The Inherited Gradient

2026-03-09

Transformer attention concentrates. In practice, trained models develop “attention sinks” — tokens that absorb disproportionate attention weight regardless of semantic relevance — and “massive activations” — individual hidden dimensions with values orders of magnitude larger than their neighbors. These phenomena were discovered empirically and explained as emergent behaviors: complex dynamics of training on language data producing concentration patterns that the architecture doesn't explicitly encode.

The explanation is backwards. The concentration isn't emergent. It's inherited.

The value-softmax structure — the core building block of self-attention, defined as a learnable value matrix times a softmax of attention logits — has a mathematical property: gradient flow on this parameterization inherently drives outputs toward low-entropy solutions. Not because of the data. Not because of the loss function. The property holds across logistic loss, square loss, and other objectives. The softmax-times-matrix structure polarizes under any gradient signal.

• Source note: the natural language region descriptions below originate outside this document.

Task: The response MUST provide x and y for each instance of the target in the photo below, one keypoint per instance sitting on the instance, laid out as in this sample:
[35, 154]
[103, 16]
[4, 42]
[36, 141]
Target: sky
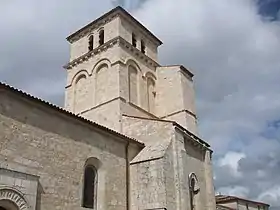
[232, 47]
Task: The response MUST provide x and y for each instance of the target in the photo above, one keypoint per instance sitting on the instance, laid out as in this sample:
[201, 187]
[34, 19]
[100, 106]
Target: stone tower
[114, 71]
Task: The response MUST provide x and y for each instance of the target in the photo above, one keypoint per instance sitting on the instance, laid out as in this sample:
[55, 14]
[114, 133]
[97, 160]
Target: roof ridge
[64, 111]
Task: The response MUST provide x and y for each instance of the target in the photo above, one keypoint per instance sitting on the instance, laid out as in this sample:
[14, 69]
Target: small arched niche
[90, 183]
[81, 91]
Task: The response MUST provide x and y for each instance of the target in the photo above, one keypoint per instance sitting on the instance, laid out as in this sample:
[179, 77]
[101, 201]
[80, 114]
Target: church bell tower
[114, 71]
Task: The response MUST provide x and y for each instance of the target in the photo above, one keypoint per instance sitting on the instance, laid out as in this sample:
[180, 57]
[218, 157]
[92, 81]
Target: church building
[126, 138]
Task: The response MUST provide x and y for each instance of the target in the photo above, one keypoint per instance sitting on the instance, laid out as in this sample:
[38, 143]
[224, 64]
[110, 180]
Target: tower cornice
[107, 17]
[116, 41]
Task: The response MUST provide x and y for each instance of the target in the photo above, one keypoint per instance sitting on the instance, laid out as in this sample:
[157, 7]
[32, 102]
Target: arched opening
[8, 205]
[134, 40]
[151, 94]
[101, 37]
[194, 191]
[90, 187]
[81, 93]
[143, 47]
[90, 43]
[102, 93]
[133, 85]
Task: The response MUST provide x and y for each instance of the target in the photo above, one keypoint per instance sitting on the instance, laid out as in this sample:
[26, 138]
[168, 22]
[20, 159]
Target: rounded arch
[133, 63]
[100, 64]
[90, 183]
[151, 75]
[90, 34]
[79, 75]
[13, 199]
[193, 181]
[94, 162]
[100, 29]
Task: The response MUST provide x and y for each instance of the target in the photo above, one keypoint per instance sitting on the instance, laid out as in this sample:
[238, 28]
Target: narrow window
[134, 41]
[143, 47]
[133, 85]
[194, 190]
[90, 43]
[90, 182]
[101, 37]
[151, 94]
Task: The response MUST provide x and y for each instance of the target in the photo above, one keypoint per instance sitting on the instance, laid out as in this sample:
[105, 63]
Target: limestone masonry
[126, 140]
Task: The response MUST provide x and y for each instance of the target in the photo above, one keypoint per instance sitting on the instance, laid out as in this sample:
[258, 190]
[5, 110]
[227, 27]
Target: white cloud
[239, 191]
[231, 159]
[271, 196]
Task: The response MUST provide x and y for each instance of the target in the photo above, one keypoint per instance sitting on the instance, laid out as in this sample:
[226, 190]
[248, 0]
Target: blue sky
[232, 47]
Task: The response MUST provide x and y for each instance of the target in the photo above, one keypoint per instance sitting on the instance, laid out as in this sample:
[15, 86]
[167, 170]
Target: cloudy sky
[232, 46]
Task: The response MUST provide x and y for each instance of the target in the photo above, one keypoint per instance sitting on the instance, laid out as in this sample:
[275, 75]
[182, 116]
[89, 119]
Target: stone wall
[42, 141]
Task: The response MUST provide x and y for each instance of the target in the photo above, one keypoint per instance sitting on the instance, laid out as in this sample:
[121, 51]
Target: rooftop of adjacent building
[221, 199]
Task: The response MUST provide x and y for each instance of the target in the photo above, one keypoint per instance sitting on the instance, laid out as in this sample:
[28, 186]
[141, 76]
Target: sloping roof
[63, 111]
[220, 207]
[227, 198]
[120, 10]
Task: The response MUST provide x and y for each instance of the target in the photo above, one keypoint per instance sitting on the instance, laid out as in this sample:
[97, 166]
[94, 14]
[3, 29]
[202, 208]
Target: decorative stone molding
[91, 27]
[122, 43]
[15, 197]
[192, 176]
[108, 17]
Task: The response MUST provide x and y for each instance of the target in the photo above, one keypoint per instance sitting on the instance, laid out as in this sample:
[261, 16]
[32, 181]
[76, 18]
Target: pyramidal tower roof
[116, 11]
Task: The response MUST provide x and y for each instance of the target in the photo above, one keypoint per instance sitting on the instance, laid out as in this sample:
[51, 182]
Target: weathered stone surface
[118, 86]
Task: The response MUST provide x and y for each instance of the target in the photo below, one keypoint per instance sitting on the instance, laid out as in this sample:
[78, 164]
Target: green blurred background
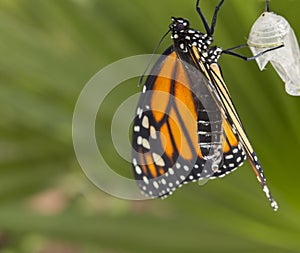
[49, 49]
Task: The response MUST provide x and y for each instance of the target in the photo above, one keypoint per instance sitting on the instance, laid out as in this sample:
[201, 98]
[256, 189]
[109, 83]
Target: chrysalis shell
[271, 30]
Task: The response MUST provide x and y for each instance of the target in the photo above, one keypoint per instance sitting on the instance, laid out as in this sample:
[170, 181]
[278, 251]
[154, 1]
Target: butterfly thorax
[187, 38]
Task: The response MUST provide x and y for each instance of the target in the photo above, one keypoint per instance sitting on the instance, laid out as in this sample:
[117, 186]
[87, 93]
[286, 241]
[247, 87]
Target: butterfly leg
[230, 52]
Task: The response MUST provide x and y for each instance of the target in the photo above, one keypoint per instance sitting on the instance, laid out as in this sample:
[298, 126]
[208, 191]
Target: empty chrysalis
[269, 31]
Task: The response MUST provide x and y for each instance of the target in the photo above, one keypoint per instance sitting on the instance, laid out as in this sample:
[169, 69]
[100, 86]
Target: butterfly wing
[167, 128]
[231, 120]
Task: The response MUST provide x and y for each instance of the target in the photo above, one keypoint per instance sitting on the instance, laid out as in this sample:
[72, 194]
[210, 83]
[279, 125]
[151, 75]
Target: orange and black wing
[179, 134]
[233, 129]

The proof works by analyzing the implicit bias of gradient flow on the combined V·σ(a) parameterization. As optimization proceeds, the softmax outputs concentrate probability mass — not because the model learns that concentration is useful, but because the gradient landscape has low-entropy solutions as attractors. The model descends toward concentration the way a ball rolls downhill. The direction is set by the parameterization, not the terrain.

Attention sinks and massive activations are the same phenomenon viewed from different measurement frames. The attention sink is the concentration of the softmax output. The massive activation is the corresponding amplification in the value matrix. Both are consequences of the same gradient flow polarization, not independent emergent behaviors requiring separate explanations.

The structure is real. Attention does concentrate. Activations do spike. But the cause was misattributed. What looked like learned behavior — the model discovering that concentration helps — is actually a mathematical property of the optimization surface. The model doesn't choose to concentrate. The gradient gives it no choice.